Ну, я давай глину месить, прямо как тесто, руками; испытание провела, всё нормально. Печь замазала со всех сторон. Гордости ещё прибавилось: я сделала это! Да и что удивительного? Мать моя всю жизнь прожила одна, многое сама делала, было у кого научиться.
У РОДНЫХ МОГИЛ
На другой день с утра мы с Таней идём на кладбище. Это довольно далеко. Ещё в 80х в деревне было две фермы, а дома были все на виду, и Ундыш издали блестел на солнце. А за 40 лет вдоль дорог вырос настоящий лес, идёшь и вскоре перестаёшь понимать, куда. Дорога не близкая, долго петляет среди кустарников, наконец, минуем мостик через Луговушу и выходим к Бору. Здесь в 2015 г наш земляк Виктор Степанович Чураков построил красивую часовенку. Можно будет поставить свечи и помолиться за усопших.
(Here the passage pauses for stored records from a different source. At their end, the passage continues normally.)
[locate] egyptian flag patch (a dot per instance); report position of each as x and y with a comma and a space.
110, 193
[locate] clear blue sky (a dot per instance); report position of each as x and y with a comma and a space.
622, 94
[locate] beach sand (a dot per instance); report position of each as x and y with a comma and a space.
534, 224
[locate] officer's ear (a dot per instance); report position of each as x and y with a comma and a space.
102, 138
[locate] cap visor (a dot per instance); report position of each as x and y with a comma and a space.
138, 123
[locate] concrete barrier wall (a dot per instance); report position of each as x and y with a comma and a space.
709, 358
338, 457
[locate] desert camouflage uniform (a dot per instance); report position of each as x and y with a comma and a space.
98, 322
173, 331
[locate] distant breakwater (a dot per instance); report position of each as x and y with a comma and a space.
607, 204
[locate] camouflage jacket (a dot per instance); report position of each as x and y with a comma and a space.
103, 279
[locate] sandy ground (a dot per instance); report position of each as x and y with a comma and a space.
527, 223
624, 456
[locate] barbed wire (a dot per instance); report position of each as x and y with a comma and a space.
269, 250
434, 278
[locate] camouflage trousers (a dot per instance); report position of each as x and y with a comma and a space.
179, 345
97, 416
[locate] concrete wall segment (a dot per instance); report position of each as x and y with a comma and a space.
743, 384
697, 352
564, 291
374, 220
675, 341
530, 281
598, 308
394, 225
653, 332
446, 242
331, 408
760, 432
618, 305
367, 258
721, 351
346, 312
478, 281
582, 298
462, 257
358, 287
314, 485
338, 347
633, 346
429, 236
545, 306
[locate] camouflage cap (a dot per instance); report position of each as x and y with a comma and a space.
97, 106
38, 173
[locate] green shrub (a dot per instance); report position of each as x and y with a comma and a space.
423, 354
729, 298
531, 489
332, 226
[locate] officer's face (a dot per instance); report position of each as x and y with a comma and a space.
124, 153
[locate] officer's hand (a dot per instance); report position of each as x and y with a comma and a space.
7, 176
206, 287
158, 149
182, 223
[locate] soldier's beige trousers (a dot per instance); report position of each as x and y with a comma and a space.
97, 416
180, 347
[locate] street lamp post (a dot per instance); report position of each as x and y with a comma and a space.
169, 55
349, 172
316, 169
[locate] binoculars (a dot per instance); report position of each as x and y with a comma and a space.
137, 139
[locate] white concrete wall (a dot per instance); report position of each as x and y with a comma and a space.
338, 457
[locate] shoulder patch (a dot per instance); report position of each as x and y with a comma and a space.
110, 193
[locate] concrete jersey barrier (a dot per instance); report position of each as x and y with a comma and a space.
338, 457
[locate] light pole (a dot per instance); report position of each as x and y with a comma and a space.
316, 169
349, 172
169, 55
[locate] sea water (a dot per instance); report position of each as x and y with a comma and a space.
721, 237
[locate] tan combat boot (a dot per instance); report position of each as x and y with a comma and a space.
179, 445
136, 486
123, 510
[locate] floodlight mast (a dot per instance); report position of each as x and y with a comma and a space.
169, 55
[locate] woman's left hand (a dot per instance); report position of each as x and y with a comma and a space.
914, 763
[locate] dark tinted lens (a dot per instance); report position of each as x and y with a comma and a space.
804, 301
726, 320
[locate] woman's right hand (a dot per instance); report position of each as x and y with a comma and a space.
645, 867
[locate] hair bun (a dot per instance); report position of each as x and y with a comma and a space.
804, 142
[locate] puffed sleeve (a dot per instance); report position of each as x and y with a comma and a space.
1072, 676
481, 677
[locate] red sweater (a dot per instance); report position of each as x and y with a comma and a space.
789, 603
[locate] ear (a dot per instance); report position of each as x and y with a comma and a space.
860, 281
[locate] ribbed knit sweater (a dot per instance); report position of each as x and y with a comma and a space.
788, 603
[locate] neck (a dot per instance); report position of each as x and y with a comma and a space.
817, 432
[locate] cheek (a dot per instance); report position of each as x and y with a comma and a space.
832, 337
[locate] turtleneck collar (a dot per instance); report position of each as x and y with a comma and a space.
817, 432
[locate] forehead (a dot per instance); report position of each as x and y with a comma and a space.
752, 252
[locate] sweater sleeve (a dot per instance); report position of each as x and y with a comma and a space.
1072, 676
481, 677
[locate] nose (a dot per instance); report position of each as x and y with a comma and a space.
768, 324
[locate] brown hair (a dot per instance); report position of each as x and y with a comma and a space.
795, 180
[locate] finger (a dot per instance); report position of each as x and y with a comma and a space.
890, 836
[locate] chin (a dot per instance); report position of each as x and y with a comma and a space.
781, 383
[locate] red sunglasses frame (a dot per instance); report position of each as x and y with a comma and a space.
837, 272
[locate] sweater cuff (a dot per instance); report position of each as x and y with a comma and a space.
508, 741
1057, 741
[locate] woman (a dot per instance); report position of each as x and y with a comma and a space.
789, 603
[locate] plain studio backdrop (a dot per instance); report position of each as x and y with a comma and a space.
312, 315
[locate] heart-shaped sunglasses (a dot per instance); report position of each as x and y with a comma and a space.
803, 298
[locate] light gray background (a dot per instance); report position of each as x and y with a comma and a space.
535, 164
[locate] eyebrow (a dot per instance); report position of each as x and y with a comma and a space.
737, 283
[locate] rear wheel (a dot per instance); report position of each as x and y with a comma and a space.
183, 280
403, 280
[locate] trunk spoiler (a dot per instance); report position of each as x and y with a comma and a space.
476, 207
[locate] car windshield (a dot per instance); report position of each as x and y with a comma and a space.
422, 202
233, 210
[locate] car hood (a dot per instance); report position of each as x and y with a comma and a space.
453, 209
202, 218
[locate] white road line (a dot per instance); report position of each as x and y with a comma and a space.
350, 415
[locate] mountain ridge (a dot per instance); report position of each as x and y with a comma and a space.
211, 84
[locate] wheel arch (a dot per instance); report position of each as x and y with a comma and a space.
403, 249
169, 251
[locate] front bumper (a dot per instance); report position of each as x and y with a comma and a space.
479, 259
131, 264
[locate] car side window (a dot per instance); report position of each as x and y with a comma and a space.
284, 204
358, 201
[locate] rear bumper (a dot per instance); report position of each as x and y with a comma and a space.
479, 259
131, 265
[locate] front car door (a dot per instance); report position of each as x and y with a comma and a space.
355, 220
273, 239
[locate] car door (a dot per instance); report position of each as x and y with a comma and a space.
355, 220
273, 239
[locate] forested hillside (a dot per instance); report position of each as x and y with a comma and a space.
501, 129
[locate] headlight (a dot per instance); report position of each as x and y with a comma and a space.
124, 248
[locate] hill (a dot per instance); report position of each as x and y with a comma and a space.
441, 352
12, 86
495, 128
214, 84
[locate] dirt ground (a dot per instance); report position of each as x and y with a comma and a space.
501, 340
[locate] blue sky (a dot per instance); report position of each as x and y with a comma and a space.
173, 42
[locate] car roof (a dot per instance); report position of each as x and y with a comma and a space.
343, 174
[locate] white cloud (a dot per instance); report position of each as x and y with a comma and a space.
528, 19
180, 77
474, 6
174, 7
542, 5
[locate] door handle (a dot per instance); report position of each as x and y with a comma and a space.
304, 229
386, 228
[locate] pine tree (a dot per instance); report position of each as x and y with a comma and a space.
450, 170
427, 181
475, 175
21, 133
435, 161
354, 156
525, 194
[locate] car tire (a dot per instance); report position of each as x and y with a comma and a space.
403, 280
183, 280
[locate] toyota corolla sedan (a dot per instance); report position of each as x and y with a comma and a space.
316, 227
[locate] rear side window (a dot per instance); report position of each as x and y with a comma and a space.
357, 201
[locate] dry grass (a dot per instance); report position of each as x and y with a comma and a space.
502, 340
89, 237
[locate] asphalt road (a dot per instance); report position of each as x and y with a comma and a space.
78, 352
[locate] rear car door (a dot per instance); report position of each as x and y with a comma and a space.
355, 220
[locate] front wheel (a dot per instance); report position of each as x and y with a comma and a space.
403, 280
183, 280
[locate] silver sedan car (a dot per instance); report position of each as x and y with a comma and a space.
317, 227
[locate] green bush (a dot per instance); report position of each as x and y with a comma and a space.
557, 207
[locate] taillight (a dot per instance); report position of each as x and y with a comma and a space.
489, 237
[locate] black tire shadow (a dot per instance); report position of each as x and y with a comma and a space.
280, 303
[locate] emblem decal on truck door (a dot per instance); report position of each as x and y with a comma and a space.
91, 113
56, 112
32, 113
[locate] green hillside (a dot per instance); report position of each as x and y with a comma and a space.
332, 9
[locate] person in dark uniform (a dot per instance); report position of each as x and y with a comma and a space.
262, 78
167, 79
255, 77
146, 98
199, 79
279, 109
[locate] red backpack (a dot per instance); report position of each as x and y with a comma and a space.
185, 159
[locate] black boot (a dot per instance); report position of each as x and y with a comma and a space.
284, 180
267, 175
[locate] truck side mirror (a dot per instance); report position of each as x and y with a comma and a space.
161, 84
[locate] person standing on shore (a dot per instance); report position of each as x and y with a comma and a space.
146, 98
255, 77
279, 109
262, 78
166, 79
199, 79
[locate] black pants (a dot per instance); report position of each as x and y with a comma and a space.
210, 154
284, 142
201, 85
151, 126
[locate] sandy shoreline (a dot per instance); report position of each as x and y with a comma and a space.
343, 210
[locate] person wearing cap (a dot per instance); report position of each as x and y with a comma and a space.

Мы обходим могилы родственников, чисто прибранные роднёй, холмики слегка присыпаны мягкой хвоей. В сосновом бору почти не растёт трава, не заваливает землю листвой, светло и чисто. Где-то стучит дятел, между холмиков шмыгают бурундучки. Таня читает надписи на памятниках, на старинных крестах. Как много здесь однофамильцев: Косцовы, Чураковы, Бурмагины, Зыковы, Торховы. Эти фамилии характерны для нашей родословной.
- Мне кажется, в деревне все люди - родня, - говорит Таня. - Мы знаем только предков по прямой линии, но ведь были ещё братья и сёстры, родные и двоюродные, их дети и внуки. Как бы хотелось узнать больше!
- Да и не мудрено, если Кургомени нашей не один век! Сведения о ней есть, начиная с 15 века. В конце 18 века здесь проживало около тысячи человек.
-
- На что мне точно всегда не хватает времени, так это на кладбище в Бору! - вздыхает моя спутница.
Хоть и нагулялись мы «досыта» по корням сосен, пока нашли всех родных и однофамильцев.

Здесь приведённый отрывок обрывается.